I'm looking for a way to improve code that's proven to be inefficient.

Suppose that a data source generates the following table every minute:

0 234 1 120 7 11 30 1

I save the tables in the following CSV format:

time,index,count 0,0:1:7:30,234:120:11:1 1,0:2:3:19,199:110:87:9

That is, each line represents a table, and I have N lines for N minutes of data collection.
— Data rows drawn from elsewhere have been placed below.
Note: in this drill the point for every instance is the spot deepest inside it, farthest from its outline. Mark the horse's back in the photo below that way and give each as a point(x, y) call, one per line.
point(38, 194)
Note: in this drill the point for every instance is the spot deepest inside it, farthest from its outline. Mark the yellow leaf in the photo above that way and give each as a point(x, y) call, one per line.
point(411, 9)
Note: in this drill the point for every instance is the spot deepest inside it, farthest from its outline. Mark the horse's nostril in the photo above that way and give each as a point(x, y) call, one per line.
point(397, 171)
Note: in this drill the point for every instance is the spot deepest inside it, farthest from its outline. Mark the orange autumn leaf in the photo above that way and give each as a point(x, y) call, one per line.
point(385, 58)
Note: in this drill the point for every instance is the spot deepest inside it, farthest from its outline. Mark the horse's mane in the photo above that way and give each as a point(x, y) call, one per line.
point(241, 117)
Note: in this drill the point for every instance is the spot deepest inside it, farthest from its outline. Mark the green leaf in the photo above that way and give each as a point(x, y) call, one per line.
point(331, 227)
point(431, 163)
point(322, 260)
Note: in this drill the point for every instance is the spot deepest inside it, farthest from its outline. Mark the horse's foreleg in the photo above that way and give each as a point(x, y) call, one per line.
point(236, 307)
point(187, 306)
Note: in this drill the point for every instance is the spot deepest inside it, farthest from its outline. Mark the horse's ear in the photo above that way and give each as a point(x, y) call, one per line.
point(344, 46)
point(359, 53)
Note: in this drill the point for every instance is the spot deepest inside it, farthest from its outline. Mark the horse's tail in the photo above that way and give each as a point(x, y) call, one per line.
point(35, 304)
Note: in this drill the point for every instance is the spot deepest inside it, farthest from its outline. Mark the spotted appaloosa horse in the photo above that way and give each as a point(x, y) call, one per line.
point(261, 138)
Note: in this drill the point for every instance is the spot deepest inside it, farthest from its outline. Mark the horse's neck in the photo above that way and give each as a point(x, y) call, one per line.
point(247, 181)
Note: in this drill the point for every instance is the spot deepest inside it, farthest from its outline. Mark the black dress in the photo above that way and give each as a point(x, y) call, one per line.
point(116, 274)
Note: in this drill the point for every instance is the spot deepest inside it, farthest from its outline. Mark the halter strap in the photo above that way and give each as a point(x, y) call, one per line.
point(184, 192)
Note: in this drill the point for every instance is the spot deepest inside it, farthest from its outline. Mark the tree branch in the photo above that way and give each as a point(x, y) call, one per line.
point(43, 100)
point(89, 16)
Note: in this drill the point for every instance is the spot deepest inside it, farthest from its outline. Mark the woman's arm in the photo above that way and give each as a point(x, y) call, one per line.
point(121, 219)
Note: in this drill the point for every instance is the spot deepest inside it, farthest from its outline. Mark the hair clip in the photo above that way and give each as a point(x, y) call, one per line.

Now, I wrote the following code to get quantiles for each time period:

library(Hmisc)

stbl <- read.csv("data.csv") index <- lapply(strsplit(stbl$index, ":", fixed = TRUE), as.numeric) count <- lapply(strsplit(stbl$count, ":", fixed = TRUE), as.numeric) len <- length(index)

for (i in 1:len) {

v <- wtd.quantile(index[[i]], count[[i]], c(0, 0.2, 0.5, 0.8, 1))

stbl$q0[i] <- v[1] stbl$q2[i] <- v[2] stbl$q5[i] <- v[3] stbl$q8[i] <- v[4] stbl$q10[i] <- v[5]

}

It works fine for a small N, but it get quickly inefficient as N grows. The for-loop takes too long. How could I improve the code or data representation so it can run fast?